Senator Francis Escudero dari Filipina telah mempresentasikan sebuah usulan undang-undang baru yang bertujuan untuk meniadakan semua iklan dan sponsor terkait perjudian di seluruh negara. Rancangan undang-undang, yang dikenal sebagai Senate Bill 2347, menargetkan untuk menyingkirkan iklan perjudian pada berbagai media seperti TV, radio, media cetak, online, serta platform media sosial. Inisiatif ini merespons tren peningkatan promosi perjudian yang lebih canggih dan mendalam di masyarakat.
Inspirasi dari Pembatasan di Industri Tembakau
Escudero menekankan bahwa undang-undang ini seharusnya mencerminkan kebijakan ketat yang telah diberlakukan untuk industri tembakau sejak tahun 2003. Dia menganggap bahwa promosi perjudian perlu diawasi dengan cara serupa untuk melindungi terutama kaum muda dari risiko iklan perjudian. Dia berpendapat bahwa kerangka kerja untuk industri perjudian harus setegas seperti yang diterapkan pada tembakau dua dekade sebelumnya.
Kendati menyadari sumbangan ekonomi dari industri ini, dengan pemasukan yang mencapai P396.13 miliar untuk tahun anggaran 2025, Escudero mengungkapkan kekhawatirannya tentang dampak destruktif iklan perjudian terhadap kesehatan mental, fisik, serta kondisi sosial ekonomi masyarakat.

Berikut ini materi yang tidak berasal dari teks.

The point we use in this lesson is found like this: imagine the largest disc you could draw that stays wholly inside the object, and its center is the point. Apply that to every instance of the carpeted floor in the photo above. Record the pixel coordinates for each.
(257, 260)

Upaya Peningkatan Penegakan Hukum yang Lebih Ketat
Rancangan undang-undang ini juga berupaya untuk menegaskan regulasi sukarela yang telah disahkan oleh Dewan Standar Periklanan, yang melarang penggunaan elemen perjudian dalam iklan. Escudero menyoroti pentingnya memiliki kerangka hukum yang terpusat agar pelaksanaannya seragam dan menghindari celah regulasi.

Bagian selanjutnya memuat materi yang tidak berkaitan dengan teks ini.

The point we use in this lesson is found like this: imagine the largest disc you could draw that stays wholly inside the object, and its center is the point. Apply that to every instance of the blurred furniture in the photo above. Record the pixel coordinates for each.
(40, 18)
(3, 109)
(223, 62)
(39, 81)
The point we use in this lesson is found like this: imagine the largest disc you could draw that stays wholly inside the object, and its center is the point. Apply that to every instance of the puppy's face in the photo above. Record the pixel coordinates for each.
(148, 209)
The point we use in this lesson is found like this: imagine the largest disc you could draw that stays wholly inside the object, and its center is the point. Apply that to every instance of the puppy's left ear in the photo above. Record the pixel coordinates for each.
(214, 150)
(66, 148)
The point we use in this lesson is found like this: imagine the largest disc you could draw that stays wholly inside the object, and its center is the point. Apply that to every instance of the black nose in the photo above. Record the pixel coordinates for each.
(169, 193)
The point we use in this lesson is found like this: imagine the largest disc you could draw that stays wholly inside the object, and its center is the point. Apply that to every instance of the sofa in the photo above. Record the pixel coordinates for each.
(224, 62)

Masa Penyesuaian dan Penalti
Jika diterapkan, undang-undang ini akan memberikan masa penyesuaian satu tahun bagi pelaku industri untuk menghapuskan semua materi promosi yang ada. Setelah jangka waktu tersebut, kepatuhan akan dipantau dengan pemberlakuan sanksi yang meningkat berdasarkan pelanggaran. Pelanggaran pertama dapat dikenai denda hingga P200,000 dan hukuman penjara sampai satu tahun. Pelanggaran kedua membawa dampak denda hingga P300,000 dan hukuman penjara dua tahun, sementara pelanggaran ketiga dapat menyebabkan denda sebesar P500,000, hukuman penjara tiga tahun, serta pencabutan izin operasional. Bagi pelanggar asing, hukumannya adalah deportasi.

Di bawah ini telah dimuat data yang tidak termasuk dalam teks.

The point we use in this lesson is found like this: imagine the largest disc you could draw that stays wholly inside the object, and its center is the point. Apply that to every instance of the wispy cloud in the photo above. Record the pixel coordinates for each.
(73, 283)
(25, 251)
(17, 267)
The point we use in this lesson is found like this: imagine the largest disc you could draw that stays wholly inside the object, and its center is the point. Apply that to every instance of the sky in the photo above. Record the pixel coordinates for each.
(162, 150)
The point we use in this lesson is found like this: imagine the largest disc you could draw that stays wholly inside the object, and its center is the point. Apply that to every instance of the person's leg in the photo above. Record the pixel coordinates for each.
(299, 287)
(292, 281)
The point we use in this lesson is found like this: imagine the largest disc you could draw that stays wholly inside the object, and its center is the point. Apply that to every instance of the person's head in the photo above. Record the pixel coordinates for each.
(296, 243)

Escudero menegaskan bahwa sanksi ini diharapkan menjadi penghalang bagi tindakan yang merugikan kesejahteraan publik.
Fokus pada Kepentingan Publik dan Pendidikan
Menurut senator, pembatasan ini dirancang untuk meningkatkan tanggung jawab dalam sektor perjudian, melindungi generasi muda dan individu yang rentan, mengedukasi konsumen untuk membuat keputusan yang berbasis informasi, serta memastikan kepentingan publik tetap terjaga. Undang-undang ini juga mencantumkan program edukasi yang didanai pemerintah terkait perjudian yang bertanggung jawab dan dukungan mental bagi para pelaku perjudian.
Penetapan usulan ini menggarisbawahi perhatian legislatif pada iklan perjudian, dengan batasan yang diajukan mencakup tidak hanya promosi komersial tetapi juga penggunaan figur publik dan selebriti dalam strategi pemasaran. Langkah ini diharapkan dapat membawa perubahan besar dalam operasi industri perjudian di Filipina.